Orange is yellow’s more playful and energetic cousin. It mixes a more invigorating and active emotion associated with red while employing yellow’s mellower tones. Its aggressiveness tempered by friendliness presents a great color for calls to action. It also shows energy, excitement, prosperity and change – seen in logos such as Sparrow Creative, Fanta, Orange™, Firefox, Harley, Sound cloud and many more.
Green is one of the more restful colors, as it doesn’t force the eye to make any adjustments. The color suggests a sense of balance and calm as well as a connection to nature. Brands which are looking to portray an opportunity for fresh starts and security can consider green as a way to relax the mind, green also represent wealth, harmony, fertility, nature that you can find in our branding too – seen in logos such as Carlsberg, Sparrow Creative, Monster, bp, Starbucks, Excel, John Deere, Android and Land Rover just to name a few.
95% of logos use two colors, and it is of vital importance that the colors you choose look good together. Value, the darkness or lightness of a color, is one of the most important qualities that makes a logo “feel” right to an observer. The best way to check value is to take your logo to a black-and-white copy machine: ideally your colors should still appear very different. If they are too similar in value, even if the hues themselves are completely different, the logo will frustrate the eye.
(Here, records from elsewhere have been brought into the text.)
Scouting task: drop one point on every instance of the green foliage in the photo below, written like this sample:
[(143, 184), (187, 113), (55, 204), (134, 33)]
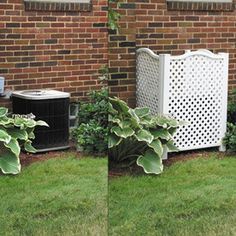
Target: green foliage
[(113, 16), (15, 133), (232, 107), (92, 131), (230, 136), (91, 137), (136, 135)]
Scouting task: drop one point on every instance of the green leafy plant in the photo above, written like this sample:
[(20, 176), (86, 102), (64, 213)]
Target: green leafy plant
[(137, 136), (230, 137), (91, 137), (91, 132), (16, 133), (232, 107)]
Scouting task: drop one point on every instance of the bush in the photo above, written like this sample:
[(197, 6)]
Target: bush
[(16, 133), (92, 131), (230, 136), (137, 136)]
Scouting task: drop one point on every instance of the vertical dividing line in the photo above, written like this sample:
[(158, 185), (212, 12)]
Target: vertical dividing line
[(164, 83), (164, 60), (224, 99)]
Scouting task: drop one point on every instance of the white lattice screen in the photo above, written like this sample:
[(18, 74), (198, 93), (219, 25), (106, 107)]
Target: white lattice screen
[(191, 87)]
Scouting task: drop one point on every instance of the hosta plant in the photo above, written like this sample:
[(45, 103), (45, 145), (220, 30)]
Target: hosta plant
[(137, 136), (91, 133), (16, 133)]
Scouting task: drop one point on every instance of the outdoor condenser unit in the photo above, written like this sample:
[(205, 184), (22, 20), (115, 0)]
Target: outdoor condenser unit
[(50, 106)]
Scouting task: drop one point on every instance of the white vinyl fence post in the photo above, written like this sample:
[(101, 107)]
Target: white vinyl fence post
[(222, 147), (164, 60)]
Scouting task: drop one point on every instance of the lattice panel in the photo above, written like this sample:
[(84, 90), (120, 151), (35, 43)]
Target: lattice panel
[(148, 82), (195, 95), (191, 87)]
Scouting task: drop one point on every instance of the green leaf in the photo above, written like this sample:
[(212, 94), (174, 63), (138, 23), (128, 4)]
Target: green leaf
[(31, 135), (119, 105), (3, 111), (14, 146), (123, 133), (171, 147), (161, 133), (134, 119), (4, 137), (111, 110), (9, 163), (18, 133), (151, 162), (157, 147), (142, 111), (144, 135), (113, 140), (29, 148), (30, 123), (41, 123)]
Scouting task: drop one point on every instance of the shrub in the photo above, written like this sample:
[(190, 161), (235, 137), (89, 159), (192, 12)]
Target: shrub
[(136, 135), (92, 131), (16, 133), (230, 136)]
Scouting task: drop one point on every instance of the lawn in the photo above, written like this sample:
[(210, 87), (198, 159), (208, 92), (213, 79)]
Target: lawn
[(60, 196), (196, 197)]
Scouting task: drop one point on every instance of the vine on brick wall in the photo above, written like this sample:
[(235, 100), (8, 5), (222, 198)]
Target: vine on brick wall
[(113, 15)]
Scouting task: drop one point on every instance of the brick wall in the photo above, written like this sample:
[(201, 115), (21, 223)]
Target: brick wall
[(165, 30), (122, 54), (52, 49)]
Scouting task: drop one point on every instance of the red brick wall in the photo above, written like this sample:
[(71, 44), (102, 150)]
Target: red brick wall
[(58, 50), (173, 31), (122, 54)]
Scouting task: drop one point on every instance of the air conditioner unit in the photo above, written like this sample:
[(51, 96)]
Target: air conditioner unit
[(50, 106)]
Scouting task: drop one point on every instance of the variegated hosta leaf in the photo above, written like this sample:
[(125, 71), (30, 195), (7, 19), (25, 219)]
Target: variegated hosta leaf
[(111, 110), (171, 147), (144, 135), (142, 111), (18, 133), (14, 146), (30, 123), (9, 162), (29, 148), (161, 133), (151, 162), (157, 147), (113, 140), (134, 119), (123, 133), (4, 136), (3, 111), (41, 123)]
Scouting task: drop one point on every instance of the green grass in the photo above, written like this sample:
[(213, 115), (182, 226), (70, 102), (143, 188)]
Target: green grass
[(197, 197), (61, 196)]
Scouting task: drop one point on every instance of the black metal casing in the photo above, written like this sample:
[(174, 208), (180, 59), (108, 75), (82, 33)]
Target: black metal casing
[(55, 112)]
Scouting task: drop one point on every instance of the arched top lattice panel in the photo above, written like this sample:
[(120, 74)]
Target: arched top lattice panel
[(190, 87), (148, 84)]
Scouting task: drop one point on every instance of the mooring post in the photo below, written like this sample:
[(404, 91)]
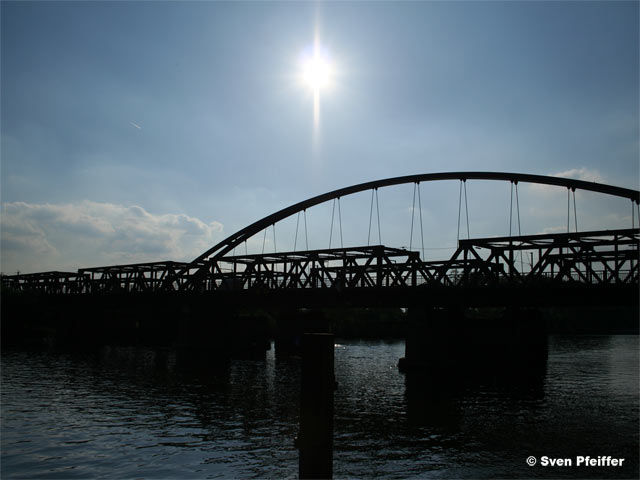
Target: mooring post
[(315, 440)]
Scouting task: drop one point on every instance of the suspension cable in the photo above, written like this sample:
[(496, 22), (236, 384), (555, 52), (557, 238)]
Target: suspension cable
[(575, 215), (370, 218), (306, 236), (519, 228), (264, 239), (333, 211), (518, 209), (275, 246), (340, 220), (459, 210), (466, 208), (295, 241), (413, 208), (568, 206), (378, 211), (421, 230), (511, 208)]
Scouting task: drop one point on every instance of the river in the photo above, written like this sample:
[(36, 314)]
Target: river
[(126, 412)]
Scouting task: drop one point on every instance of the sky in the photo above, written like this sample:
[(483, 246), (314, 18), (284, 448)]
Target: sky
[(149, 131)]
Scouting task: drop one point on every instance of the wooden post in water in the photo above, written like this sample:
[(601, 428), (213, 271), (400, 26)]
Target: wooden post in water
[(315, 439)]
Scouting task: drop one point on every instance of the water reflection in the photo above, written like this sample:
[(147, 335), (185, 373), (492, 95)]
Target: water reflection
[(136, 412)]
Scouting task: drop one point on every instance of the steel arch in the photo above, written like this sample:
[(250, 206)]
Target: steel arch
[(229, 243)]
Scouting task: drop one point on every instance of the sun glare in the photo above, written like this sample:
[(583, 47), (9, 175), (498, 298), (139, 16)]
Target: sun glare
[(316, 72), (316, 69)]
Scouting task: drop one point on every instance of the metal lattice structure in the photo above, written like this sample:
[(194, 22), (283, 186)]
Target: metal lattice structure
[(594, 258)]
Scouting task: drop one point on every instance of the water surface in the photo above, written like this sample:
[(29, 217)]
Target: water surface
[(136, 412)]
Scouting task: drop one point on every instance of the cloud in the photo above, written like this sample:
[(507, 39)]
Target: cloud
[(581, 174), (39, 237)]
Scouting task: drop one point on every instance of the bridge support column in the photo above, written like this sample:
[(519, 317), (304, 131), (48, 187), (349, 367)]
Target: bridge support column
[(291, 325), (472, 341), (315, 440)]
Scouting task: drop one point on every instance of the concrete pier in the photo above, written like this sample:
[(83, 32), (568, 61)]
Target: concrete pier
[(315, 440)]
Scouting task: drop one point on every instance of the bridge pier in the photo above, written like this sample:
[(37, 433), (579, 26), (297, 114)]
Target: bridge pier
[(292, 324), (474, 341)]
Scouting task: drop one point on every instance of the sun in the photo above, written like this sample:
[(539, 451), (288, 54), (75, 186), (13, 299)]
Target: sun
[(316, 72), (316, 69)]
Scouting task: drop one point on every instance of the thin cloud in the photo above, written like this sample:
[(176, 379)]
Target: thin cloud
[(40, 237)]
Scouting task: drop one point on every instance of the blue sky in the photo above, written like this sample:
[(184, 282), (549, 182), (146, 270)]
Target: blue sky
[(140, 131)]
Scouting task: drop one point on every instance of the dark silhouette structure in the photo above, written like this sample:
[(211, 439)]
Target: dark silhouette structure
[(566, 268)]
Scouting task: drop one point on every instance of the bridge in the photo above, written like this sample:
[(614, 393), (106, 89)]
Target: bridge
[(554, 268)]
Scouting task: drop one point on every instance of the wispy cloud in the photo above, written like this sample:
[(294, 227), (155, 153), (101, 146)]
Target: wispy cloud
[(38, 237)]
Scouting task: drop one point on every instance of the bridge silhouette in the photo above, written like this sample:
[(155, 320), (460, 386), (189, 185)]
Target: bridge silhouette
[(571, 267)]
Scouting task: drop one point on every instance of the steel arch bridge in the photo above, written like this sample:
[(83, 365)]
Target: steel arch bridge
[(572, 263)]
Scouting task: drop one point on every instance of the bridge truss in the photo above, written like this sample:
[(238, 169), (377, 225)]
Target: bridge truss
[(604, 258), (596, 258)]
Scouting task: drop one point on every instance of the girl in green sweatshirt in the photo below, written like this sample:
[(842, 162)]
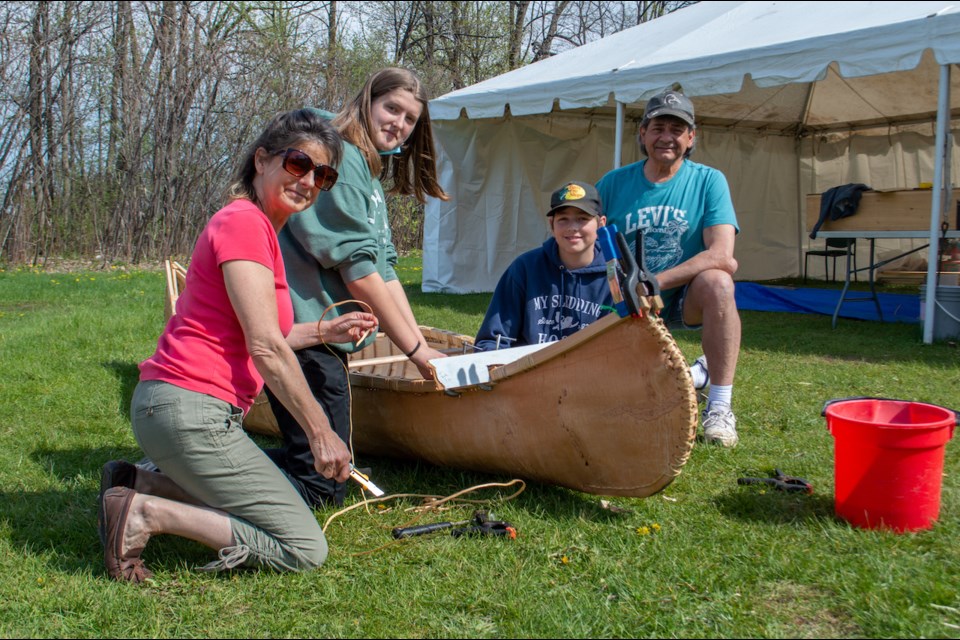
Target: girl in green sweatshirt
[(340, 249)]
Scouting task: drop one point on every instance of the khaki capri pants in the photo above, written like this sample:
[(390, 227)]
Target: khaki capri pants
[(197, 440)]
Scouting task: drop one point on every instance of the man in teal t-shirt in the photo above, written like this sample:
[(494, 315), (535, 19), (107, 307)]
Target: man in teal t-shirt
[(689, 227)]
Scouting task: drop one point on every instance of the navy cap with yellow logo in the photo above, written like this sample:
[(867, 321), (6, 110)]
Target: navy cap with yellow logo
[(581, 195)]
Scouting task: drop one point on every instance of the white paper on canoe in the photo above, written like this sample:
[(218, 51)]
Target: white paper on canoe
[(474, 368)]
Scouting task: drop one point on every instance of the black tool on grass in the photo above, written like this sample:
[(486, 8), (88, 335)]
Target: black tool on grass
[(781, 482), (482, 523)]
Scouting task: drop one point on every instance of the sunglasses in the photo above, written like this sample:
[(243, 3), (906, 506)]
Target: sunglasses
[(299, 164)]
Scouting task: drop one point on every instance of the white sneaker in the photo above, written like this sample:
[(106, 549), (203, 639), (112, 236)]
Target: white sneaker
[(720, 425)]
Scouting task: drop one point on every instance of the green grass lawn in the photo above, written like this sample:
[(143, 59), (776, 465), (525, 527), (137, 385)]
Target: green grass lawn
[(706, 557)]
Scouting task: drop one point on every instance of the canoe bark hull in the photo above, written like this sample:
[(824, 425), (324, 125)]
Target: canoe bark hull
[(614, 414)]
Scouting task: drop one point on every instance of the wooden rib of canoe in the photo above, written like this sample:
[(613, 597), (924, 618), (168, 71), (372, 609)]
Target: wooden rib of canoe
[(610, 410)]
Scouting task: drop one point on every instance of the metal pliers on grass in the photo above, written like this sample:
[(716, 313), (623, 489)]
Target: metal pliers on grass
[(781, 482)]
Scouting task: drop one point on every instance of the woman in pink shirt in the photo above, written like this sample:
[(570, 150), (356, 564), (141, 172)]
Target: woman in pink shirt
[(232, 331)]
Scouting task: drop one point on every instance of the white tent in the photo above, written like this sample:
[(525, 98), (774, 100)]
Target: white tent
[(791, 98)]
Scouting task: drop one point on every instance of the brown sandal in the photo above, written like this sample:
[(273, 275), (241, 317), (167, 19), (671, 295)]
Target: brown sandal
[(116, 473), (115, 507)]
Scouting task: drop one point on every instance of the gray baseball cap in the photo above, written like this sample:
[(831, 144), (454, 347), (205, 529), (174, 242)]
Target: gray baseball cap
[(669, 103)]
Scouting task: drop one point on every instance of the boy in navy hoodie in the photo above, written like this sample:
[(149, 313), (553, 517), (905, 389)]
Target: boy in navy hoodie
[(555, 290)]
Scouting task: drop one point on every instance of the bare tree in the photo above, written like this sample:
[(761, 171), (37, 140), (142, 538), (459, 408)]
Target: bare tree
[(120, 121)]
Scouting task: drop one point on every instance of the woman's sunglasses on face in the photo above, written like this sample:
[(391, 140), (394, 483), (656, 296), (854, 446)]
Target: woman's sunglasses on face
[(299, 164)]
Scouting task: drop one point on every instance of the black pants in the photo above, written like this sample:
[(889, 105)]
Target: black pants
[(327, 377)]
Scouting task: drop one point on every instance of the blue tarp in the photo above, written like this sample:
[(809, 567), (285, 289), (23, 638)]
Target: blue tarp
[(897, 307)]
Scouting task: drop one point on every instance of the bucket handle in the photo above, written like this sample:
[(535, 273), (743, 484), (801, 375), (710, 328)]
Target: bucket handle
[(823, 412)]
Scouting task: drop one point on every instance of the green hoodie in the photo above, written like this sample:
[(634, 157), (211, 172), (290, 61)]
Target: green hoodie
[(343, 237)]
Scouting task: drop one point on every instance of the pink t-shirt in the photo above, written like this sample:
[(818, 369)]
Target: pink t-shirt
[(202, 347)]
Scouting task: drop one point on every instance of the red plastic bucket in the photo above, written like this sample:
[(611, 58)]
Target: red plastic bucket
[(888, 464)]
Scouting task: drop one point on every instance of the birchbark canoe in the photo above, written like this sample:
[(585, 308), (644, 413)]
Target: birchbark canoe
[(610, 410)]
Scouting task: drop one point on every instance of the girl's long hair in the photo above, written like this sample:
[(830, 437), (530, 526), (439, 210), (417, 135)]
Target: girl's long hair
[(414, 170)]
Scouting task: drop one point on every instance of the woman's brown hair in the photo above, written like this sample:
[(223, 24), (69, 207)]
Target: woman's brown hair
[(414, 170)]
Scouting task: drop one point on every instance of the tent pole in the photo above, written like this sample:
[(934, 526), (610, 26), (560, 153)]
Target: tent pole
[(618, 142), (936, 200)]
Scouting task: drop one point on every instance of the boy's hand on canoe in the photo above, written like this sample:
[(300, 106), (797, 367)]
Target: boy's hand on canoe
[(421, 358)]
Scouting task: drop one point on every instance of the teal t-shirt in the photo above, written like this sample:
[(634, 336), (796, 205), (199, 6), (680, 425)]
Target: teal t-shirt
[(672, 214)]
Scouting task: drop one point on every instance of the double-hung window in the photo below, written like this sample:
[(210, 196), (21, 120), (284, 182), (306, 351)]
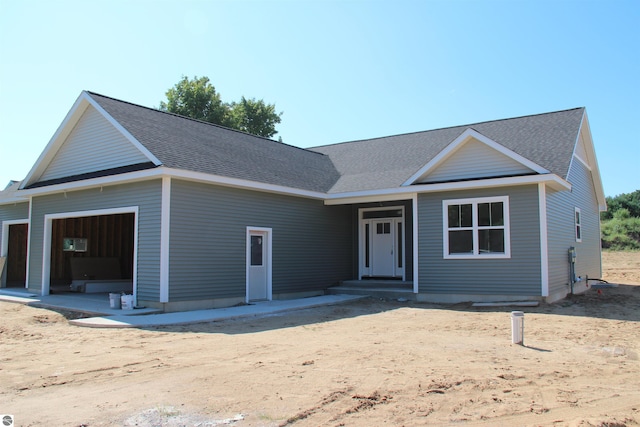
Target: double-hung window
[(476, 228)]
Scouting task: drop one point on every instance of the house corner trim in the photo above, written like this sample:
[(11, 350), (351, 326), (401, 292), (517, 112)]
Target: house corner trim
[(165, 231)]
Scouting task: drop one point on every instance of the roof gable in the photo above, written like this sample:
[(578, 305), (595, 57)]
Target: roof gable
[(88, 141), (584, 152), (93, 145), (196, 146), (473, 156), (542, 142)]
If your logo tends darker on the value scale, it will give a gloomy feel to your logo regardless of the colors chosen. If lighter, your company will give the impression of dreaminess. If neither is your goal, try and balance toward the middle of the light-dark scale.
Saturation is a measure of Gray of the same value added to a colour. Completely saturated colours (no Gray) are very flashy, while desaturated colours appear older and more somber – think a brand-new shirt versus a dingy old one. To maintain balance, a desaturated colour should occupy more of the total space than a fully saturated colour. Your eye is your best ally when determining saturation balance: when you have multiple logos to decide between, try walking away for a while and coming back to it later, choosing the one that looks right with fresh eyes.